Nuestro pueblo se había convertido en una organización muy fértil. Todos sabíamos de todo, pero nadie hacía las cosas como el otro. Todo se compartía: los recursos, las tristezas y las alegrías.
Un día hubo una tormenta inagotable. El agua invadió todo. Las construcciones se rebalsaron, se destruyeron. Las creaciones colectivas se vieron sesgadas por la necesidad de reparar lo que se había destruido. Muchas personas dejaron de compartir tiempo y se dedicaron a aumentar sus creaciones por la posibilidad de nuevas catástrofes.
Con el paso del tiempo, y la ausencia de desastres, esos excedentes buscaron lugar en las ruedas de intercambio colectivo, pero no podían entrar porque eran grandes cantidades y esto dejaba fuera a muchas otras creaciones reguladas por la propia dinámica del pueblo. Por otro lado, el Consejo convenía en que no podían tomarse como formas de intercambio adelantado porque la dinámica perdería su proporción.
Muchos de los que habían creado por las dudas  comenzaron a intercambiar sus excedentes por fuera de las ruedas de manera individual a menor valor; así se empezó a forjar un nuevo grupo que decidió irse hacia lo más alto de las montañas. Este nuevo sector creció tanto que comenzaron a disponer de las creaciones de otros para mantener el nivel de disponibilidad que habían alcanzado, dejando escazes en el resto. Finalmente comenzaron a asirse de grandes cantidades que intercambiaban, ahora sí, a un valor mucho mayor de forma individual.
En este punto, dejaban de tener sentido los encargados de transmitir el espíritu de crear por crear, ya que se empezaba a afianzar la idea de que el acto de la creación ya no contenía la calidad de trascendencia; sino de intercambio.
La justicia comenzó a tener mucho mas influencia.

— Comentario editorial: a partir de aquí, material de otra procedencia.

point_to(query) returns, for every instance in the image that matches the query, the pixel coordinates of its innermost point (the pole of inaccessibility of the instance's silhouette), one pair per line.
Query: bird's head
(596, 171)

Harto de veces, por la promesa de un intercambio estable, los grandes creadores imponían condiciones muy malas a los que creaban para ellos, promesa que eventualmente no era tal, ya que con frecuencia buscaban otros que los proveyeran a menor valor.
Muchos empezamos a sentirnos presionados por la necesidad de hacer más para responder a las nuevas demandas del pueblo. Esto se tradujo en graves complicaciones de salud.
Comenzamos a conocer y a justificar la violencia de manera explícita. No registramos casos de muerte, pero los pilares de la convivencia se habían deteriorado, también la paz que habíamos construido durante años. Como decían los ancianos, la balanza entre el estar y el crear se estaba inclinado por lo segundo.
En ese momento me tocó ser parte del Consejo de No Tiempo. Desde allí discutimos a fondo sobre cómo afrontar y que hacer ante esta situación, asi pasamos días y dias hasta formar nuestra postura al respecto. Luego la expusimos a cada grupo, familia y persona de la comunidad, quienes nos dieron su opinión, y con las cuales hicimos las modificaciones necesarias. Pero lo más importante para nosotros era que nos habian confiado la defensa de los valores del pueblo. Recién ahí fuimos a lo alto de la montaña para hablar con los grandes acumuladores de creaciones. 
La charla duro muy poco rato. 
Fieles a nuestras creencias queríamos que continuaran siendo parte de las ruedas colectivas, donde entendíamos que los excedentes tenían que encontrar destino. De esta manera volveríamos a la dinámica y proporción que nos había permitido hacer y tener a  todos por igual.
Ellos, en cambio, nos ofrecieron entregar parte de sus creaciones y no participar mas de las ruedas, estaban interesados en que los dejáramos seguir intercambiando de manera individual. Justificaban la propiedad de sus excedentes a partir del esfuerzo que les había supuesto lograrlos. Entonces intentamos hacerles comprender que, impulsados por el miedo, habían decidido crear excedentes distanciándose de la vida del pueblo, y que de volver a ocurrir una catástrofe estaríamos a su lado para sobrellevarla juntos 
La respuesta a nuestra propuesta fue un rotundo No. Decían que no tenían ninguna intensión en dejar de crear, que las desgracias los habían hecho mas fuertes y que nuestra propuesta iba en contra de los valores de libre creación que el propio Consejo pregonaba.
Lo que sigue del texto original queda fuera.